MySQL :: MySQL 5.1 with Maria Reference Manual :: 10.5 Data Type Storage Requirements

MySQL 5.1 with Maria Reference Manual :: 10 Data Types :: 10.5 Data Type Storage Requirements

10.6 Choosing the Right Type for a Column »

Section Navigation [Toggle]

10 Data Types
10.1 Data Type Overview
10.2 Numeric Types
10.3 Date and Time Types
10.4 String Types
10.5 Data Type Storage Requirements
10.6 Choosing the Right Type for a Column
10.7 Using Data Types from Other Database Engines

10.5. Data Type Storage Requirements

The storage requirements for each of the data types supported by MySQL are listed here by category.

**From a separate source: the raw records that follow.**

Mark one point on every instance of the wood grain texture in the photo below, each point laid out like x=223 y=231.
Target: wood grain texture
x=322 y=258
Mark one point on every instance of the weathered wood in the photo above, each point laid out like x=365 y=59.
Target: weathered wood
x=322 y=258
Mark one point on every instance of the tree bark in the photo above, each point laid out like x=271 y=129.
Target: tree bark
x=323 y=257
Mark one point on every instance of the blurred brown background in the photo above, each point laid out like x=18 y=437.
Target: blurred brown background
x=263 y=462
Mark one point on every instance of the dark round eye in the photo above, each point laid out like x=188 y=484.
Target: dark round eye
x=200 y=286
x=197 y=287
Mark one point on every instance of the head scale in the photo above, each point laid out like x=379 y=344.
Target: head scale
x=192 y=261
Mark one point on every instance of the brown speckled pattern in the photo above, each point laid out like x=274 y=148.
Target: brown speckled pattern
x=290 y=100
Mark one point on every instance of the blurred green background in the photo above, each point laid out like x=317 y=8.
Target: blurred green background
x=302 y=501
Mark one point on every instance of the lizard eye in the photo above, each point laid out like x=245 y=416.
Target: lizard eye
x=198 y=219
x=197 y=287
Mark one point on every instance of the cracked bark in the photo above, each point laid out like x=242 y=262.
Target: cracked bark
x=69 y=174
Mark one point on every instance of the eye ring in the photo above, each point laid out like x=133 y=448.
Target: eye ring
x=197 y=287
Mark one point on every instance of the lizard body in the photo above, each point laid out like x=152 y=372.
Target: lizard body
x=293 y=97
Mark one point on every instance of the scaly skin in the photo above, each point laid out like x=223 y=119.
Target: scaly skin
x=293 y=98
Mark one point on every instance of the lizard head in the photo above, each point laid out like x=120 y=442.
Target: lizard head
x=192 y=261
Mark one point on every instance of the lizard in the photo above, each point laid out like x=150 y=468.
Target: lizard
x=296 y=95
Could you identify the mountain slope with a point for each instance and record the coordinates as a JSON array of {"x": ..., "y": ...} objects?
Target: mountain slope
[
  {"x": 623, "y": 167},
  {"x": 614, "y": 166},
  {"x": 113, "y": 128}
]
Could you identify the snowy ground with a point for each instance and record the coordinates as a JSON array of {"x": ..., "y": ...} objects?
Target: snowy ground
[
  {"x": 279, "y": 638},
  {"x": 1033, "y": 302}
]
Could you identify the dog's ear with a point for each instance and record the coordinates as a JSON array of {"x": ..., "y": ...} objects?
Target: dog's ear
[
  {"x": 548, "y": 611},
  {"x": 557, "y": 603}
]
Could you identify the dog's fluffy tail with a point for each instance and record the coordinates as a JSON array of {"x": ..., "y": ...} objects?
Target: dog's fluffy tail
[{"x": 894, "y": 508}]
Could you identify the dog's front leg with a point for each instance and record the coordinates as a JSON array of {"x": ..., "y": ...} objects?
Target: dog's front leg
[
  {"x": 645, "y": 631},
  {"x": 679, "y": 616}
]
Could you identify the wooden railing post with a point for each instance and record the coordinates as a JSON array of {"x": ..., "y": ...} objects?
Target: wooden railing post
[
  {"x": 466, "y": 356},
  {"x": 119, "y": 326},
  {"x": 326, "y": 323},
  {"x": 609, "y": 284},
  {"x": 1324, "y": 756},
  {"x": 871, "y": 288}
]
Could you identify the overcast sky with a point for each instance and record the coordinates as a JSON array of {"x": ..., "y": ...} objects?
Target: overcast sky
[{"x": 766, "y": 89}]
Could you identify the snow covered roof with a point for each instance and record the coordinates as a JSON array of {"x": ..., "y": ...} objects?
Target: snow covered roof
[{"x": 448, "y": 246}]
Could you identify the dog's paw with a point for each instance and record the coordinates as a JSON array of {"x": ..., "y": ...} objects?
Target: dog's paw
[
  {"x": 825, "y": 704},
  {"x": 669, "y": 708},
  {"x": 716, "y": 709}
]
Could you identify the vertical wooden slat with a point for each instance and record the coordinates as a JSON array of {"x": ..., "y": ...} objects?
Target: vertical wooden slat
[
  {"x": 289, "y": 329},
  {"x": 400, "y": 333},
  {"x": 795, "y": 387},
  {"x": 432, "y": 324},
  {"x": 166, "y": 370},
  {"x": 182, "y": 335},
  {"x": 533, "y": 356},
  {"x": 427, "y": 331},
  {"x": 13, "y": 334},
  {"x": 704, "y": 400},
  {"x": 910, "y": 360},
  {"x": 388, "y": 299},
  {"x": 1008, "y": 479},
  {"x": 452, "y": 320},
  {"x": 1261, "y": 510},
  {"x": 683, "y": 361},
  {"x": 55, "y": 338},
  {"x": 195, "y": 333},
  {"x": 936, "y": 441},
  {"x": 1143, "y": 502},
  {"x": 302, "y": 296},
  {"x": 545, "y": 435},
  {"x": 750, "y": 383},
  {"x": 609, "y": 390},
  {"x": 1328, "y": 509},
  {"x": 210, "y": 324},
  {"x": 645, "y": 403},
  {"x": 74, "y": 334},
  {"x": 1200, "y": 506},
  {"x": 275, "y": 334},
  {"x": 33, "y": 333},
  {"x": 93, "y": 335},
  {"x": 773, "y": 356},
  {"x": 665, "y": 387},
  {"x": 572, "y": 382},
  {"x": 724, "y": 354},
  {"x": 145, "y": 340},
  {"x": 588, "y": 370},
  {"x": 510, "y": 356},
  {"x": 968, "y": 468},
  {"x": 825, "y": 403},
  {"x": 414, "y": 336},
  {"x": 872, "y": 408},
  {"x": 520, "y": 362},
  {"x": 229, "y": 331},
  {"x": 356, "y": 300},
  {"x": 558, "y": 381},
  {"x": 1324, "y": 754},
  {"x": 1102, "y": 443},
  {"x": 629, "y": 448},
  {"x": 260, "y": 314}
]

The maximum size of a row in a MyISAM table is 65,535 bytes. (However, each BLOB or TEXT column contributes only 9–12 bytes toward this size.) This limitation may be shared by other storage engines as well. See Chapter 13, Storage Engines, for more information.

Important

For tables using the NDBCLUSTER storage engine, there is the factor of 4-byte alignment to be taken into account when calculating storage requirements. This means that all NDB data storage is done in multiples of 4 bytes. Thus, a column value that would take 15 bytes in a table using a storage engine other than NDB requires 16 bytes in an NDB table. This requirement applies in addition to any other considerations that are discussed in this section. For example, in NDBCLUSTER tables, the TINYINT, SMALLINT, MEDIUMINT, and INTEGER (INT) column types each require 4 bytes storage per record due to the alignment factor.

An exception to this rule is the BIT type, which is not 4-byte aligned. In MySQL Cluster tables, a BIT(M) column takes M bits of storage space. However, if a table definition contains 1 or more BIT columns (up to 32 BIT columns), then NDBCLUSTER reserves 4 bytes (32 bits) per row for these. If a table definition contains more than 32 BIT columns (up to 64 such columns), then NDBCLUSTER reserves 8 bytes (that is, 64 bits) per row.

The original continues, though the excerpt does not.